While ice cream machines are ideal for making smoother ice cream, you don’t really need any fancy equipment to make good ice cream; you can even make do with:
- a food processor
- hand mixer
- a stick blender with an ice bath (put ice cubes and some water in a large bowl and the ice cream base into a smaller bowl).
Whether you’re making Philadelphia-style ice cream or French-style custard-based, here are the steps you can follow for a soft consistency:
Heat the milk and cream in a pan on the stovetop on medium heat. Meanwhile, beat the eggs (or egg yolks) with sugar if you’re making custard-based ice cream.
Slowly pour the warm milk mixture into the egg-sugar mix, constantly stirring it to avoid any curdling. Transfer this entire mix into a pan on low heat on the stove, stirring gently till it thickens.
While you could use an ice bath to chill the ice cream base, it would be best to leave it at room temperature for about an hour and chill it in the refrigerator overnight. Doing this helps make smoother ice cream and smaller ice crystals during the churning process later.
Do follow the manufacturer’s instructions if you’ll be churning your ice cream using an ice cream maker. In most machines, churning about a quart of ice cream typically takes about 20 – 25 minutes.
If you don’t have an ice cream maker, you could use a stick blender and whisk the base to your desired consistency.
Transfer the churned ice cream into the freezer for at least four hours, preferably longer. Remember to use an air-tight container with the seal tightly on.
Here are some great tips to help make the perfect ice cream at home.
If you’re just starting with making your own ice cream, the use of high-fat content helps create a creamy texture. Once you’ve gotten better at making ice creams, you could experiment with lower-fat dairy products.
Any flavorings like extracts or alcohol must be added to the ice cream base after it has cooled (especially with cooked custard). You could also wait until you add the ice cream base into the ice cream machine and then stir the flavorings.
If you’re making a custard base with milk, eggs, and sugar, chill this mix in the refrigerator to get it really cold (leave it overnight if you can) before putting it in the ice cream maker. This increases the aeration process in the maker, providing the ultimate creamy texture.
If your ice cream machine has a freezer bowl, ensure you freeze it for at least 24 hours before you churn your ice cream; else, the chances are your ice cream may not freeze.
Whatever ingredients you want to add to your ice cream mix, like fresh or dried fruit, nuts, or candy pieces, shouldn’t be added as big chunks. Instead, the mix-ins must be about the size of chocolate chips to avoid breaking up the mixture when scooping.
They should also be chilled thoroughly and added to the ice cream when it’s almost completely frozen in the ice cream maker.
For soft ice cream, use sugar, corn syrup or honey, gelatin, and commercial stabilizers. Use a shallow container instead of a deep tub, and use plastic wrap over the surface of the ice cream mixture to avoid forming ice crystals.
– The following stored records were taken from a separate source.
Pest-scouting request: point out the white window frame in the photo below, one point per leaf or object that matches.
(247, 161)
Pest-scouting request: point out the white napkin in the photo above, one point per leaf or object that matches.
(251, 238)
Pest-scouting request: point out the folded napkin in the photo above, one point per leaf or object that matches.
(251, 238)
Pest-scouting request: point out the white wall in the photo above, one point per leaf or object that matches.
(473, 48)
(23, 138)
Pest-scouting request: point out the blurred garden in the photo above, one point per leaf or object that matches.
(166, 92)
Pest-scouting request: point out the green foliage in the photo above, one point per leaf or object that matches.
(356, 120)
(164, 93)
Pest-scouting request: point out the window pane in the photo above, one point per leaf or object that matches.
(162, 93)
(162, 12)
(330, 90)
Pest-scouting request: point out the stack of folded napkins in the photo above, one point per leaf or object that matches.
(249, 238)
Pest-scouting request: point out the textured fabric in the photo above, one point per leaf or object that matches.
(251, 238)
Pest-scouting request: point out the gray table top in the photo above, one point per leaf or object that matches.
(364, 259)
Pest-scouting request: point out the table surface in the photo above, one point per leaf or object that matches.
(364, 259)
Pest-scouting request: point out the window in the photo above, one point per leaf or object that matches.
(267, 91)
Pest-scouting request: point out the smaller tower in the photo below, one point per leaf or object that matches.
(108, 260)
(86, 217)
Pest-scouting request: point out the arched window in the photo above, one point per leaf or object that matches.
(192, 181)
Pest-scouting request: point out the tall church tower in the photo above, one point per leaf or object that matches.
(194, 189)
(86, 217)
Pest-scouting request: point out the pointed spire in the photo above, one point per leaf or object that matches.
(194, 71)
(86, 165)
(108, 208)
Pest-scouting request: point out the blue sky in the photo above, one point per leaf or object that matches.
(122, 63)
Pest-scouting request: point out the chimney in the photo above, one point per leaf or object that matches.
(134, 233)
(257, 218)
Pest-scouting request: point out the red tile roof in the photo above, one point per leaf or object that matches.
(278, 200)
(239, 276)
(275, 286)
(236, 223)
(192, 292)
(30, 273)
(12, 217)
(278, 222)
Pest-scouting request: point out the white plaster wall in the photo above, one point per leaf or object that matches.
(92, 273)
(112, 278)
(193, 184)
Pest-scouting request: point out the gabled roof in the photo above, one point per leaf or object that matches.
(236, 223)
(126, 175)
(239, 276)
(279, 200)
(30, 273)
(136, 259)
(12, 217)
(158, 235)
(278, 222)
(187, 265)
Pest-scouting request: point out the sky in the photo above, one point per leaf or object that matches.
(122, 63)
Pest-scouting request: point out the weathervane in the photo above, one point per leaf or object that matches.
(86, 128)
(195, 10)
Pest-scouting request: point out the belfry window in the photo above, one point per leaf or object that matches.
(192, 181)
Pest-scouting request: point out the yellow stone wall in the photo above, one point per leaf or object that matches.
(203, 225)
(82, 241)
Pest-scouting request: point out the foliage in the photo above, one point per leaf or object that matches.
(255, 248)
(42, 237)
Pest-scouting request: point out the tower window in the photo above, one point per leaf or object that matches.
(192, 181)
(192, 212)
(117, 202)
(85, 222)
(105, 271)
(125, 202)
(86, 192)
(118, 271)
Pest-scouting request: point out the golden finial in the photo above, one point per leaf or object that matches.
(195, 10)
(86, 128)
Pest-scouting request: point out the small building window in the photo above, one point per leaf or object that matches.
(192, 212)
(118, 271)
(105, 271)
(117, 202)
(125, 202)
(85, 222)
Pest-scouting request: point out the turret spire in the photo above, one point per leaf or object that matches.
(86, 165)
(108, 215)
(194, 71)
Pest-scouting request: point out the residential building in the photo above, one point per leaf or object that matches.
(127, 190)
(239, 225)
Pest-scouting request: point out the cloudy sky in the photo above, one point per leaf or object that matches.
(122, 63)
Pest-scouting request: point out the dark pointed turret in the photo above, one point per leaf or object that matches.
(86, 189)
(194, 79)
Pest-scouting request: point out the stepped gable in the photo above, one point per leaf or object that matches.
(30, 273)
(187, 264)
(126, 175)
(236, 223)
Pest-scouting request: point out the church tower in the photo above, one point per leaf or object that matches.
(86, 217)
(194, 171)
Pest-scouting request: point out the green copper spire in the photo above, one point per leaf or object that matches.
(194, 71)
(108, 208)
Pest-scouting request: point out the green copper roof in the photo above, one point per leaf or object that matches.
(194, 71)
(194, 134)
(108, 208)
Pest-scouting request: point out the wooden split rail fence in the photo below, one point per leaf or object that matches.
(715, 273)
Also, avoid storing ice cream in the freezer door; keep it at the back of the freezer for consistent cooling. It also helps prevent freezer burn.
Here are some great ice cream toppings that you could add to your homemade ice cream:
- Whipping cream
- Cookie dough
- Chocolate syrup
- Hot fudge
- Peanut butter cups
The cherry on top!
If you’re a beginner longing to whip up some frozen treats with your favorite ice cream maker, I suggest you get started with some Philadelphia-style ice cream first. This is the easiest to get right. And then you could try your hand at more ice cream of different types and flavors.